Hybrid Humans


Hybrid Humans is an unusual and illuminating examination of the growing interface between technology and the human body seen through the eyes of a soldier whose wounds resulted in the loss of his legs, one of them above the knee. Harry Parker, the author, was hit by the blast and shrapnel of an improvised explosive device on patrol in Afghanistan in 2009 when serving as a young captain in The Rifles.

This thoughtful and eloquent book, his second, is partly the story of his physical recovery assisted by increasingly sophisticated prosthetic technology and partly a review of the developments in technology to support the disabled. Most important of all it is about the building of a new life and a new identity, of accepting the 8 kilograms of metalware that now form 12% of his bodyweight – hence one of the reasons for the title of the book. His is a life, though, that is not just defined by injuries and this is at the emotional heart of the book and inspires its most eloquent passages.

One of these is found in the final chapter The Golden Repair after the Japanese technique of kintsukuroi in which lacquer mixed with gold is used to repair broken pottery. Parker writes ‘the break becomes part of the history of the object, and the beauty and the time spent on the repair add to the reason the object is valued’. Kintsukuroi is an expressive metaphor for how broken human bodies, when repaired, can find a different kind of grace and an identity with a value equal to the time before they were damaged. What gives added depth to this theme is that it is not just confined to the author and his own experiences. He spends time with other disabled individuals whom he encourages to talk about their own particular challenges and how they built their lives anew. Parker is clearly an engaging interviewer as well as an acute listener.

He does not hide from the brutal nature of his own injuries, how lucky he was to have survived at all and the long struggle, both mental and physical, to recover from his wounds and build a new life.

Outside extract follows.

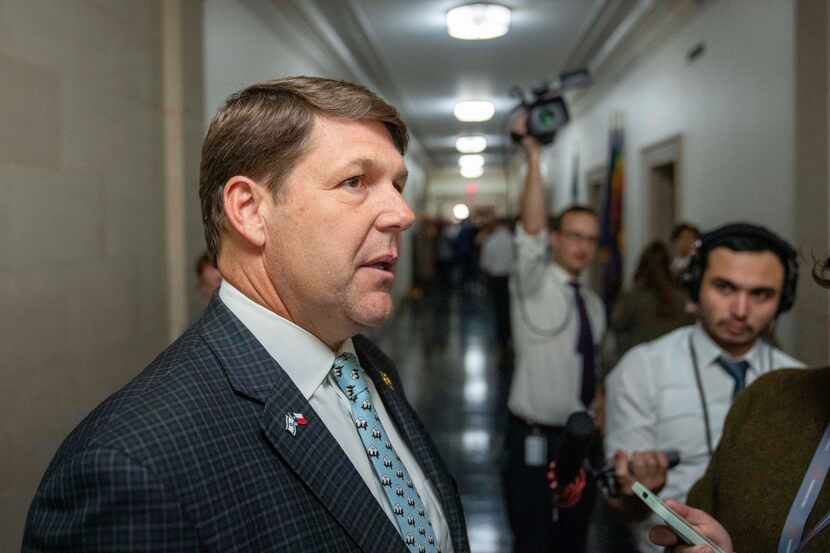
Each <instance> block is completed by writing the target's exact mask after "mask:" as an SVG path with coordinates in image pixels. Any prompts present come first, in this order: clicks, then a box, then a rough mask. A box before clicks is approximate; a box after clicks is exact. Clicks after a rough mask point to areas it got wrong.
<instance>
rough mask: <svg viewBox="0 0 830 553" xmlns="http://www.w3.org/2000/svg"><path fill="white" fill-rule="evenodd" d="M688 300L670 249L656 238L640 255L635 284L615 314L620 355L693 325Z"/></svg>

The descriptions he gives of the damage inflicted on him by the bomb and of the dramatic surgery needed to save him both in Afghanistan and back in England are unsparing. One of the messages for the wider world of his survival, a message of especial relevance given the current struggles faced by the NHS, is the significance of what he describes as the ‘golden hour’. In short, the importance of treating trauma of whatever kind as close to the incident site and as quickly as possible. For Parker it began with the military paramedic who was only a few yards behind him when the bomb exploded. It then continued on the helicopter that airlifted him to the field hospital where he was taken straight into the operating theatre. He makes it clear that he was lucky to have been in Afghanistan when he received his traumatic injuries as he would not have survived them on the streets of London.

The title of the book is a reflection not only of his own personal search for an identity that reflects his changed circumstances but also of the increasing attachment of supportive technologies to the human body. Parker is never less than a realist whether considering the potential of regenerative medicine or the engineering challenge of trying to replicate mechanically the sophisticated flexibility of so much human anatomy. As he wryly points out what cyborgs appear to be able to do in Hollywood films is not yet possible in the real world. Even with his microprocessor assisted artificial knee he can neither run nor jump.

A particular strength of the book is the broad canvas over which Parker operates. He does not just limit himself to a consideration of the mechanical advances being made that are directly relevant to his own injuries such as the development of osseointegration surgery. He also examines the possibilities of new technologies to extend cognition and create an ‘extended mind’ as well as the growing impact of artificial intelligence and its implications for human society. That said, it is the passages covering the psychological challenges involved in recovery and rebuilding that are the most powerful: coming to terms with the constant awareness of having an injured body, getting off dependency on painkillers, realising that post traumatic stress does not always have to involve the ‘D’ of disorder and can become post-traumatic growth, finding determination from the example of others even worse injured. For Parker the example of Jack, a triple-amputee, plays a significant role in his recovery.

For all the pain and trauma Parker has been through, all the lost dreams and ambitions, he is clear he would not want to go back to the person he was before he was blown up. He has built a new life, a new identity and found new dreams. He is now a husband, father, artist and writer and an exemplar of how from post-traumatic stress can come post-traumatic growth. This excellent book is a worthy reflection of that change. If you find Hybrid Humans stimulating and thought-provoking, I recommend you read Parker’s first book Anatomy of a Soldier.

Hybrid Humans: Dispatches from the Frontiers of Man and Machine is a BBC Radio 4 Book of the Week. It is out now in all good bookshops, published by Profile Books.